At LeFrak’s Newport, a 600-acre development right across the Hudson, the average applicant for an apartment is 29 years old and makes $120,000. The exodus has already begun.

The U.S. Customs House, which has resided in Lower Manhattan since the 18th century, has moved all but a handful of employees to Newark. J.P. Morgan Chase & Co. is outsourcing research to Bombay. In 2002, John Wiley & Sons, the original publisher of “Moby Dick,” moved to Hoboken after being in Manhattan since 1807. Rather than lower taxes across the board, the Bloomberg administration continues the disastrous policy of giving huge tax exemptions to a few high-profile companies (Pfizer, Bear Stearns), while raising taxes on everybody else.
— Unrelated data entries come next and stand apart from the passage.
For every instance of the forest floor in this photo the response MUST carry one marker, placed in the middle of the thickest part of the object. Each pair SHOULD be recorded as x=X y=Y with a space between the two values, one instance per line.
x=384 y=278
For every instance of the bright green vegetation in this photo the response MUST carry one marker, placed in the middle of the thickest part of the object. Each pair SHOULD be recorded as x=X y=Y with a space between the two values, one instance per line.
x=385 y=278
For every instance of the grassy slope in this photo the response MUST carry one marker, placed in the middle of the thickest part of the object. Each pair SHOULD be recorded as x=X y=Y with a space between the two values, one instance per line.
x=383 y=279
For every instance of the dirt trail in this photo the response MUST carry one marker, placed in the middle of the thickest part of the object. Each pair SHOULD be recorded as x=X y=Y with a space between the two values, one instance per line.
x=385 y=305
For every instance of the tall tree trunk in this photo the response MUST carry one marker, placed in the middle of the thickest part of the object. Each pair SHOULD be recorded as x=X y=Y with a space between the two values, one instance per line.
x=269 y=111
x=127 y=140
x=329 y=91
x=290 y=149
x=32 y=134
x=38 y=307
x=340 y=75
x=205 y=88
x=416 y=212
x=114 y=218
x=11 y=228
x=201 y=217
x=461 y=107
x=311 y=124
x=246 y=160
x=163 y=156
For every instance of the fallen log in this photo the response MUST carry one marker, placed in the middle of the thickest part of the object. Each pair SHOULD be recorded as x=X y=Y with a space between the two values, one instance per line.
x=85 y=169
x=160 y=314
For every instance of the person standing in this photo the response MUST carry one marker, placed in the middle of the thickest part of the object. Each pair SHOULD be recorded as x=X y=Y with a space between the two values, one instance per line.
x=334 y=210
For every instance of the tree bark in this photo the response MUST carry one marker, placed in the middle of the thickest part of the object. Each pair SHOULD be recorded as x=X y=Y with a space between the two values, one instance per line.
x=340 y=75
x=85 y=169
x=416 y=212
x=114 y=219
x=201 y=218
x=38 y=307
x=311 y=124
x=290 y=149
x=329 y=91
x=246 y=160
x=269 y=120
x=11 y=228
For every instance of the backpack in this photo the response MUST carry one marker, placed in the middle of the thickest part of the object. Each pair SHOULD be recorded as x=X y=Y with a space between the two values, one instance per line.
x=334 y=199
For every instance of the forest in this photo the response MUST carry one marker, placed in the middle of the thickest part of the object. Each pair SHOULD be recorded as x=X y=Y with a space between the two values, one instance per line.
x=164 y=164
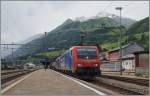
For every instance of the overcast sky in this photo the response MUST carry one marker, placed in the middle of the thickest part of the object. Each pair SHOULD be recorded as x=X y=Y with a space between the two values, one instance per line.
x=23 y=19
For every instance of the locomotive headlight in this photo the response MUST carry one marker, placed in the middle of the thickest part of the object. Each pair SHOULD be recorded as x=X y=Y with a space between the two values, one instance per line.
x=95 y=65
x=79 y=65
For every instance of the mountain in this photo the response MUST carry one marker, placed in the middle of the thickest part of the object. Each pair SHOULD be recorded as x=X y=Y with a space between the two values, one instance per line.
x=18 y=49
x=139 y=32
x=102 y=30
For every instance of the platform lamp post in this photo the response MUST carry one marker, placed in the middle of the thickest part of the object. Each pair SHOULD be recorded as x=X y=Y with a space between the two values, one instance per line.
x=120 y=9
x=45 y=41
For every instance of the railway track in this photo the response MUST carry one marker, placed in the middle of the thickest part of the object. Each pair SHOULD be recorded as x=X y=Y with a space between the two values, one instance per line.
x=121 y=87
x=138 y=81
x=11 y=75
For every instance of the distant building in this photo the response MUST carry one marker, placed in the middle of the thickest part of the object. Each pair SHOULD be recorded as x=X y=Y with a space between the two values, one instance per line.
x=128 y=62
x=128 y=58
x=114 y=54
x=142 y=63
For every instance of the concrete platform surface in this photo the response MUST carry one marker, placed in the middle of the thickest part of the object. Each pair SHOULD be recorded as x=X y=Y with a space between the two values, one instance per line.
x=48 y=82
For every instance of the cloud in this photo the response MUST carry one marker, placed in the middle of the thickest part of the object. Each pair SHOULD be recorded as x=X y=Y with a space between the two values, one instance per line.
x=23 y=19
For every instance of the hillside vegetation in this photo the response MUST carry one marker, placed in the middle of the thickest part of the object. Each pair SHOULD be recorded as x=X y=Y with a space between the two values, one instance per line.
x=104 y=31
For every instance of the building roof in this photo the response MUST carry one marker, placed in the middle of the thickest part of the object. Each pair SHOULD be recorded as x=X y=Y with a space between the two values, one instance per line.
x=124 y=46
x=141 y=52
x=128 y=56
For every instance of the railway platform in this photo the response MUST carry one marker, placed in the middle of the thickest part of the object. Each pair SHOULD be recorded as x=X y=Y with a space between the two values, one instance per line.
x=48 y=82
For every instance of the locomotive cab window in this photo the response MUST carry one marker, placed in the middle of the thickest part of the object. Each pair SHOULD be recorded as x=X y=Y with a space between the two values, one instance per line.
x=86 y=53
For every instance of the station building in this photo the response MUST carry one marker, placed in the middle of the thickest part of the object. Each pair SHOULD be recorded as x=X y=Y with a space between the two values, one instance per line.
x=134 y=59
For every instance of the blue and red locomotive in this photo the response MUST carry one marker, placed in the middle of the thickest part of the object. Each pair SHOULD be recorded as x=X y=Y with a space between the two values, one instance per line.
x=80 y=60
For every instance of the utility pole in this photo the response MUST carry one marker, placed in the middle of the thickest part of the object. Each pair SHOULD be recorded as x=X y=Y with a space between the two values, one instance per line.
x=45 y=41
x=120 y=9
x=82 y=37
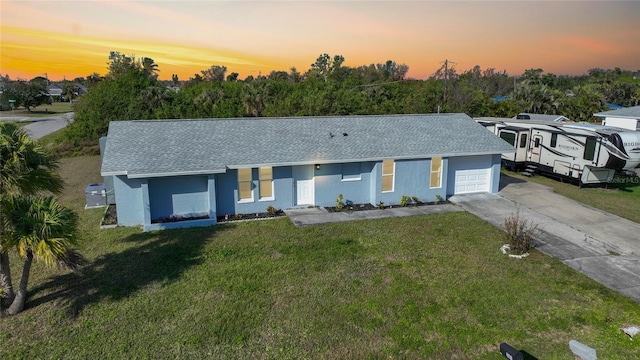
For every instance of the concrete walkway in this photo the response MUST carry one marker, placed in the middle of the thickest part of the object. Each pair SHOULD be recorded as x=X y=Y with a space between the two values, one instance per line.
x=602 y=246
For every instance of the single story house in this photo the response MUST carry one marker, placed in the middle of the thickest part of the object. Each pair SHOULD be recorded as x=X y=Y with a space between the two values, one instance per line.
x=204 y=168
x=541 y=117
x=625 y=118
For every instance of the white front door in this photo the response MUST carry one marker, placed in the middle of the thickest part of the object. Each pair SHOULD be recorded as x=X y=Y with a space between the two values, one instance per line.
x=303 y=178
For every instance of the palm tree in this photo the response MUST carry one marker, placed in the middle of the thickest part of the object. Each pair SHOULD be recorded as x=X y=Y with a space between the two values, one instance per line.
x=25 y=168
x=39 y=228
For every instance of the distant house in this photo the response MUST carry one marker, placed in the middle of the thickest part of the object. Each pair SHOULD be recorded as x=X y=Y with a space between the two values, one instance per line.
x=54 y=91
x=541 y=117
x=625 y=118
x=214 y=167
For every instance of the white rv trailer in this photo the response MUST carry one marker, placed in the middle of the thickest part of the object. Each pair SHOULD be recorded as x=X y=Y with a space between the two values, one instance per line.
x=587 y=153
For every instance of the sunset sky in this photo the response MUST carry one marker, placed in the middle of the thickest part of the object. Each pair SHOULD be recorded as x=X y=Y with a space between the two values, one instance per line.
x=68 y=39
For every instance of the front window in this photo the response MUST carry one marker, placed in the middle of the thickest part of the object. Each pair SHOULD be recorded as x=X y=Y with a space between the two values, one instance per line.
x=436 y=173
x=265 y=175
x=351 y=172
x=245 y=191
x=388 y=173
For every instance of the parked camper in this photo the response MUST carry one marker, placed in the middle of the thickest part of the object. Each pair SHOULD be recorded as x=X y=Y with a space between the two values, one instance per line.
x=580 y=151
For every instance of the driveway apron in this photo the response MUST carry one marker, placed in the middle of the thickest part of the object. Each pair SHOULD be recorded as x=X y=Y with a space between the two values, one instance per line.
x=602 y=246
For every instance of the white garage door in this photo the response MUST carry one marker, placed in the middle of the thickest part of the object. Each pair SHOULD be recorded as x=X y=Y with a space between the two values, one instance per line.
x=473 y=180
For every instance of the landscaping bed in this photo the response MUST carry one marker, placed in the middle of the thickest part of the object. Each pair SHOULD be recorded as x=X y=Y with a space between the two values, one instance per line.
x=250 y=216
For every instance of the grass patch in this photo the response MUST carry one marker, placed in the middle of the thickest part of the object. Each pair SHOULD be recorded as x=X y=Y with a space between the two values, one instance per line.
x=432 y=286
x=617 y=198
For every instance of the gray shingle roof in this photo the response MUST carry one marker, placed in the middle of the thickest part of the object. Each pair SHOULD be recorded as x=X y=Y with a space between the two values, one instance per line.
x=148 y=148
x=630 y=112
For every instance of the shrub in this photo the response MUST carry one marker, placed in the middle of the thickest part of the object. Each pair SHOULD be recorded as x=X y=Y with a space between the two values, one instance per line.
x=521 y=232
x=339 y=203
x=405 y=200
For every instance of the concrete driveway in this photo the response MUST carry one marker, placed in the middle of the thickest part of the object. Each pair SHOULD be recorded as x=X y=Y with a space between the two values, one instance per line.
x=602 y=246
x=44 y=125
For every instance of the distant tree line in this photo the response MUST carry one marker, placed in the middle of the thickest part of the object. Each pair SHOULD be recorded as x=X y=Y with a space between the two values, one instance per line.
x=131 y=90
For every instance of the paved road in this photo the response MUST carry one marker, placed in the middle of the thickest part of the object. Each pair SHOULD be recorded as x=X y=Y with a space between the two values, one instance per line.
x=602 y=246
x=44 y=125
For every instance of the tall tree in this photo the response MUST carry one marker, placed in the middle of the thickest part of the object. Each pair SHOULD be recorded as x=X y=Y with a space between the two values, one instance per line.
x=26 y=169
x=39 y=228
x=326 y=65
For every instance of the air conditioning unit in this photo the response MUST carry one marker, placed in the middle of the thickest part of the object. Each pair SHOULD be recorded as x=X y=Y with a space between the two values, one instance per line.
x=96 y=195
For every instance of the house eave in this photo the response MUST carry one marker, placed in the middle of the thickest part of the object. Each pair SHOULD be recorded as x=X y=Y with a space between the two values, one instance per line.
x=342 y=161
x=176 y=173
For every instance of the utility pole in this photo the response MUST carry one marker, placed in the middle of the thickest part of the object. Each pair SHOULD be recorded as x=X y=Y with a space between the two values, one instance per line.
x=446 y=75
x=446 y=69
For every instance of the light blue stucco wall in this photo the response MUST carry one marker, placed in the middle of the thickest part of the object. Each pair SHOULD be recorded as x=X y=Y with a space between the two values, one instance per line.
x=329 y=184
x=141 y=200
x=130 y=204
x=411 y=179
x=227 y=192
x=178 y=195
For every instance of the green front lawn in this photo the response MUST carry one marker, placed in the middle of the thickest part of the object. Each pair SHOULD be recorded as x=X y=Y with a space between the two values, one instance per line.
x=419 y=287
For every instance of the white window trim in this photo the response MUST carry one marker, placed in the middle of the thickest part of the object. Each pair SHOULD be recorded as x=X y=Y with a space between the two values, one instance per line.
x=252 y=198
x=247 y=200
x=273 y=193
x=393 y=181
x=358 y=178
x=439 y=171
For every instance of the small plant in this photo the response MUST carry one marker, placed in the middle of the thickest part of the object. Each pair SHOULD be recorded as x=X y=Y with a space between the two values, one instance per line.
x=521 y=232
x=339 y=202
x=405 y=200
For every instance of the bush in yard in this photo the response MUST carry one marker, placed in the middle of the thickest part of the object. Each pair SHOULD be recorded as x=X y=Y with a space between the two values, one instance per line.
x=339 y=202
x=405 y=200
x=521 y=232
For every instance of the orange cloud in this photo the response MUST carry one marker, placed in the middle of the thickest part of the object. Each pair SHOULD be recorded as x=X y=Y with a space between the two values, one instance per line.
x=29 y=53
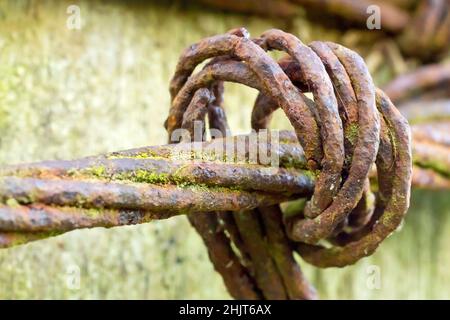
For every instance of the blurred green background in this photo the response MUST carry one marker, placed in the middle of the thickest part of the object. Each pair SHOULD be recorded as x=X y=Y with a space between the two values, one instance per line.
x=71 y=93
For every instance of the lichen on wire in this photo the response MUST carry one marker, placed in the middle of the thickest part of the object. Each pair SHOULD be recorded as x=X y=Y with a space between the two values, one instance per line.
x=347 y=138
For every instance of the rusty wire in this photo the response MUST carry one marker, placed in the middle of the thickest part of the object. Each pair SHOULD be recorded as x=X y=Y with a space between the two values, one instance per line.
x=348 y=137
x=422 y=28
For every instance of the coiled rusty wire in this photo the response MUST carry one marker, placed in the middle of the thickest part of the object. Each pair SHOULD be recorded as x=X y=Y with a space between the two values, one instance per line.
x=348 y=127
x=340 y=134
x=422 y=27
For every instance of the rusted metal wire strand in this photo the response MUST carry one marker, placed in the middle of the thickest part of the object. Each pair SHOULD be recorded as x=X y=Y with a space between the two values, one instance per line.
x=348 y=133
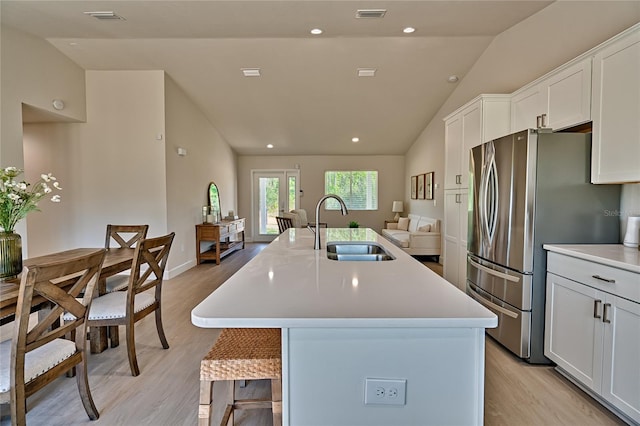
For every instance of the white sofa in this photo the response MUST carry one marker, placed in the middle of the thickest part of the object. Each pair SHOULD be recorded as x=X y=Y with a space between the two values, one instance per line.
x=421 y=238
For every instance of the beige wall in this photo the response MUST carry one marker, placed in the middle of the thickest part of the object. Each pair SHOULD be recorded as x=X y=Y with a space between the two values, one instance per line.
x=390 y=176
x=209 y=158
x=517 y=56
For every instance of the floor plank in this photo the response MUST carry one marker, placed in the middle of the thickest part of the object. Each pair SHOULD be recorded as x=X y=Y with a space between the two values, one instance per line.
x=166 y=392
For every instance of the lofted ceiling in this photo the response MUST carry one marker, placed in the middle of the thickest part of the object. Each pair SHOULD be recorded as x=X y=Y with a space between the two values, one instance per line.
x=308 y=99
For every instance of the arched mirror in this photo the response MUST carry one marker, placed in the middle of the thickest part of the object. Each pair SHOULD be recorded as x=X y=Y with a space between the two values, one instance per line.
x=213 y=200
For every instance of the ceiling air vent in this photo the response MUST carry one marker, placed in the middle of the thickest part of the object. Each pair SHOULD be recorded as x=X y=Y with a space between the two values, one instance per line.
x=105 y=15
x=370 y=13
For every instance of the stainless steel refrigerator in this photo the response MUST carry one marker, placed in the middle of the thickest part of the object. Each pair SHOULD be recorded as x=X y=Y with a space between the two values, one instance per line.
x=528 y=189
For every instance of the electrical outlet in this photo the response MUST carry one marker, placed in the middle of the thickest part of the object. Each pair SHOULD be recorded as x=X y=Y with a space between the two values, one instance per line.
x=385 y=391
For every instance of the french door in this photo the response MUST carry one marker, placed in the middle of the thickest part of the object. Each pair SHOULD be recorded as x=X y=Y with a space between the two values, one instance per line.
x=274 y=192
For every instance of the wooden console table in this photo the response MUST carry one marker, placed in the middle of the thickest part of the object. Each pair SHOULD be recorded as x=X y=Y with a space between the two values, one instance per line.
x=227 y=236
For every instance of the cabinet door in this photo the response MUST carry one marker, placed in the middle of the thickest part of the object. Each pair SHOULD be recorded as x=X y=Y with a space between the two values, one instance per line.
x=568 y=96
x=453 y=148
x=526 y=106
x=471 y=136
x=616 y=111
x=621 y=369
x=573 y=333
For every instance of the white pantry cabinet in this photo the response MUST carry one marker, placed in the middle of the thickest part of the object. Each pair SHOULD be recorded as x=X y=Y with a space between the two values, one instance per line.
x=482 y=119
x=557 y=100
x=455 y=237
x=592 y=329
x=616 y=110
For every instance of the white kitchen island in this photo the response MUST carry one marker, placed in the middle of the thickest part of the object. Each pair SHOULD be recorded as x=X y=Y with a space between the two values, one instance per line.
x=347 y=321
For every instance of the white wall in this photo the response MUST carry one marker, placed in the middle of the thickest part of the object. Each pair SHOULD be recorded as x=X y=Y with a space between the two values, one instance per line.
x=524 y=52
x=390 y=177
x=209 y=158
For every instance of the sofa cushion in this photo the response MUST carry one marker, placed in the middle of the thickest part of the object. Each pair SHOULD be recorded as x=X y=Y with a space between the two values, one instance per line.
x=403 y=223
x=425 y=228
x=398 y=237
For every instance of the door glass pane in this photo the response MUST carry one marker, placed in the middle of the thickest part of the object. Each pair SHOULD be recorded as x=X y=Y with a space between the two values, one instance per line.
x=269 y=199
x=292 y=193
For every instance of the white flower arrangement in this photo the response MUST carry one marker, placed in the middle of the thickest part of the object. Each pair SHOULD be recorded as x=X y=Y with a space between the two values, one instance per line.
x=17 y=199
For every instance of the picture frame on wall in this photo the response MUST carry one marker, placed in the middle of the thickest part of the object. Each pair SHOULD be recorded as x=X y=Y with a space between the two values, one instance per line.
x=414 y=187
x=421 y=179
x=428 y=186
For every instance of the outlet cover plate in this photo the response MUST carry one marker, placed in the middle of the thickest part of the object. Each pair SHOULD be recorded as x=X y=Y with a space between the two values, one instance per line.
x=385 y=391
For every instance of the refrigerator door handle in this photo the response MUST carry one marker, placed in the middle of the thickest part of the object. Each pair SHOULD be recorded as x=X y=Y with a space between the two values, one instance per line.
x=478 y=298
x=494 y=272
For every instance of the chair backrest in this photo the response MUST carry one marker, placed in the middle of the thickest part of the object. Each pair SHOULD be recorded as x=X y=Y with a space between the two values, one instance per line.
x=125 y=235
x=59 y=283
x=149 y=263
x=284 y=223
x=302 y=217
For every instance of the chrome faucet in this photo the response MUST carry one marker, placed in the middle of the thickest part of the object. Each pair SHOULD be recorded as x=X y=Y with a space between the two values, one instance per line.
x=343 y=207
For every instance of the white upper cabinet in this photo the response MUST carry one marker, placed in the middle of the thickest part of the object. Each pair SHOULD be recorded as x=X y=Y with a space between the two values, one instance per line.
x=559 y=100
x=482 y=119
x=616 y=111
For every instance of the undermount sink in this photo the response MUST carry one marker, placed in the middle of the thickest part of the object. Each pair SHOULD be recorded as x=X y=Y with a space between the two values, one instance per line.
x=357 y=251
Witnessing a New York budget crisis is like watching Greek tragedy. No matter what the characters say, you know exactly what they’re going to do. In 1969, Mayor John Lindsay solved his shortfall by imposing a city income tax, practicing “deferred maintenance,” and raiding capital funds for day-to-day expenses. The result was a municipal meltdown that brought the city to its knees within five years. In 1990, Governor Mario Cuomo and Mayor Dinkins responded to a national downturn by raising taxes. As a result, New York lost one out of every four jobs eliminated by the 1990-92 recession.

Now city and state officials are determined to turn another national slowdown into a permanent downward ratcheting of New York’s fortunes. By the time Republicans arrive in Manhattan for their 2004 convention, there may be little to celebrate.

William Tucker is a senior fellow of Discovery Institute and columnist for the New York Sun.